Evaluation of wizard-of-Oz and self-play data collection techniques for turkish goal-oriented dialogue agents


Arslan D. , Eryiğit G.

2021 International Conference on INnovations in Intelligent SysTems and Applications, INISTA 2021, Kocaeli, Turkey, 25 - 27 August 2021 identifier

  • Publication Type: Conference Paper / Full Text
  • Doi Number: 10.1109/inista52262.2021.9548636
  • City: Kocaeli
  • Country: Turkey
  • Keywords: Goal-oriented dialogue agent, Self-play, Wizard-of-oz

Abstract

© 2021 IEEE.As with all natural language processing tasks, the lack of open-source training data required for the development of dialogue agents is a major obstacle to research studies in the field. Especially languages that are not widely studied, such as Turkish, suffer more from this problem. This article introduces a comparison of Wizard-of-Oz and self-play data collection techniques for Turkish goal-oriented dialogue system generation. Three data sets have been prepared and introduced to the researchers by using these techniques. Being the first publicly available human-to-human Turkish dialogue data sets, although open for development, the created resources from the restaurant domain are very valuable for further research on Turkish dialogue systems.

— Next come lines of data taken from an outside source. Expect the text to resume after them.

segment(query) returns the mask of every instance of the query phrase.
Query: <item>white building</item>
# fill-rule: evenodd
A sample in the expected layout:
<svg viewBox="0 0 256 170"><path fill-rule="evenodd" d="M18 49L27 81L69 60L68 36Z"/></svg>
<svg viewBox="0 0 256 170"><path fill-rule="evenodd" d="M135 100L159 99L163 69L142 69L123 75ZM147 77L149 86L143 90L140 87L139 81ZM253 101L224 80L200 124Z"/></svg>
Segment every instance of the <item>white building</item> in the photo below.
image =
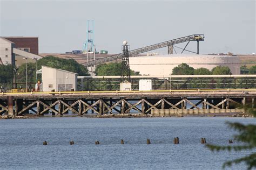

The mentioned methods are quantitatively compared on the produced data sets, in terms of dialog act classification and slot identification scores. Since it is costly to collect data with methods like Wizard-Of-Oz in every domain, an open-source flexible and easy-to-use framework is also provided implementing self-play which may be used to create machine-to-machine dialogue outlines and speed data collection for low-resource languages like Turkish. Besides, designed templates of annotation screens for crowdsourcing are provided for future studies.